Он встал, подал знак, подошел ко мне и слегка неприятной пощечиной начал обрабатывать мое лицо. Удар был один, да и серозным его было не назвать, словно припугнуть хотел.
— как ты наверно понял, этот метод мне не нравится — опять бравада — я хочу все делать мирно и без насилие – в его лице читалась призрение и ненависть. Он ждал.
Прошло еще несколько мгновений. Он себя накручивал. В его морде кипела и жарилась злость. После моего взгляда призрение в его фальшивую морду, в меня полетели удары, бил только в живот. Боли не было, страха не было, осталась лишь пустота и одиночество.
Если бы я говорил, он бы не поверил. Решил бы что я наркоман или что похуже. Ну как в такое можно поверить, как рассказать о том что было. Нет, этого не было и не будет. Все что было — все мираж. Миражом и был труб Никитки на диване, растерзанный и изуродованный каким то животным. Повешенный Олег тоже был миражом, холодный взгляд его не о чем не говорил. Странные кровавые следы не то гигантского волка и то что было… Все это говорило о помешательства, сумасшествии. Я сразу же позвонил в психушку. Из желтого дома приехали быстро, но они видели туже картину, я слегка обрадовался и позвонил в полицию.
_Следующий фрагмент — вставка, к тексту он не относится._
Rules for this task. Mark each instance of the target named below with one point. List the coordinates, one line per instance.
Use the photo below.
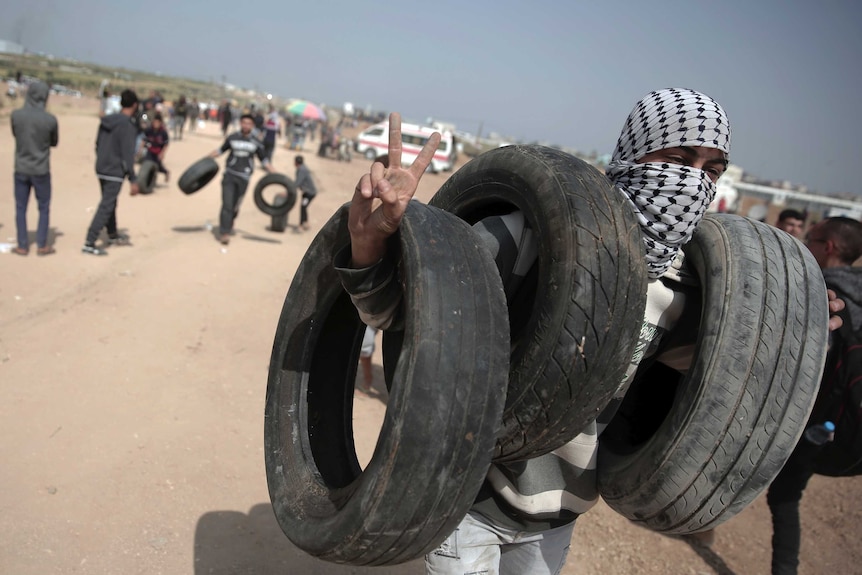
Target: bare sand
(132, 392)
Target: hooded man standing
(115, 161)
(35, 132)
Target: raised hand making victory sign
(372, 221)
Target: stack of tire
(475, 379)
(204, 170)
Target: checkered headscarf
(669, 200)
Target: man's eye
(714, 173)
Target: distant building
(11, 47)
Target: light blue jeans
(479, 547)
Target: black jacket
(35, 131)
(115, 148)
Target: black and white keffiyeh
(669, 200)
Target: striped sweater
(553, 489)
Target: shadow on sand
(232, 542)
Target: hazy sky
(789, 73)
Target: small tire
(279, 223)
(147, 177)
(577, 317)
(444, 405)
(686, 452)
(198, 175)
(275, 209)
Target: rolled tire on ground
(443, 411)
(275, 208)
(686, 452)
(198, 175)
(279, 223)
(147, 177)
(576, 318)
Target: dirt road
(132, 390)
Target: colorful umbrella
(305, 109)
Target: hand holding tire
(394, 186)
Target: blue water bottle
(820, 434)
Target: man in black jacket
(115, 161)
(835, 243)
(243, 147)
(35, 132)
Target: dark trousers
(303, 208)
(42, 186)
(106, 213)
(232, 191)
(783, 499)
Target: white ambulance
(374, 142)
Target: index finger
(425, 155)
(395, 140)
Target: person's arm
(128, 152)
(381, 197)
(301, 177)
(836, 305)
(55, 134)
(165, 146)
(224, 148)
(264, 160)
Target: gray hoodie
(35, 131)
(115, 148)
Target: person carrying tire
(115, 161)
(305, 184)
(243, 146)
(156, 144)
(673, 148)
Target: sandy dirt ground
(132, 392)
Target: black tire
(275, 208)
(279, 223)
(147, 177)
(685, 452)
(443, 411)
(575, 321)
(198, 175)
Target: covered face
(670, 192)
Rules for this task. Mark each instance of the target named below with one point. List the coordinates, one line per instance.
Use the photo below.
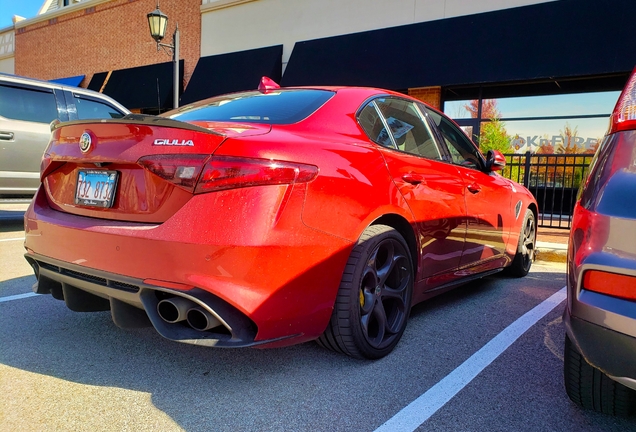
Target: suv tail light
(203, 173)
(624, 115)
(612, 284)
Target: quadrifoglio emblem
(170, 142)
(85, 142)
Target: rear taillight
(612, 284)
(231, 172)
(180, 170)
(624, 115)
(203, 173)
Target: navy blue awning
(226, 73)
(566, 38)
(140, 87)
(72, 81)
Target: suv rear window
(27, 105)
(274, 107)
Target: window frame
(480, 156)
(423, 117)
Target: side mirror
(495, 160)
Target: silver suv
(27, 108)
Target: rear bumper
(133, 303)
(271, 279)
(609, 351)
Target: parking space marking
(17, 297)
(422, 408)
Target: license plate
(96, 188)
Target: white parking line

Дальше я уже был здесь, дальше меня уже сделали главным подозреваемым, но то что видел, нет этого не было.
Еще одна причина не говорить, не понимание всего что происходила в тот злополучный день. Я к ним зашел лишь узнать, все ли будет нормально, если я возьму на два дня отгул, все же работаем вместе, не хотел подставлять их. Парни были надежные, я к ним не лез, они меня не подставляли. Они брали отгул, я пахал, я брал отгул, они пахали, все у нас сложилось хорошо, не как три года в одной бригаде. И тут такое, что в обще произошло, что это. Доказательство сверхъестественного. Это с Никиткой. Олега в петле, все это странно, все что было — жутко.
Рука уполномоченного следователя уставала, ударов становилась все меньше, гнев переходил в усталость и безнадежность. Он решил отойти куда то, стукнул о стенку и вышел. Мое лицо ничего ни чувствовало. Я вообще ничего ни чувствовал сейчас, все странно, я смотрю на свои руки, почему то они свободны. Начальник приходит с кружкой чая. Он смотрит, на его лице страх, крик. Я не понимаю. Он не понимает. Кто то вбегает, у них оружие. В них страх. Они стреляют. Я не чувствую. Кто то кричит:
-Монстр.
Я задумался. Я смотрю вокруг, их лица не столь похожи на людей, искривленные, мутные, я смотрю на лампу, свет тоже кривится, все странно, но мне все без разницы.
— Здравствуйте, это отдел полиции 66 области Г, города Т.
В окошко удивленно смотрела женщина лет сорока, словно спичка, она естественно ответила утвердительно и ярко громка, что в ушах началась пляска.
— Мы специальные следователи по делу № 23 -17 — мужчина удивленно начал смотреть на носилки — и кажется к нам еще приварили.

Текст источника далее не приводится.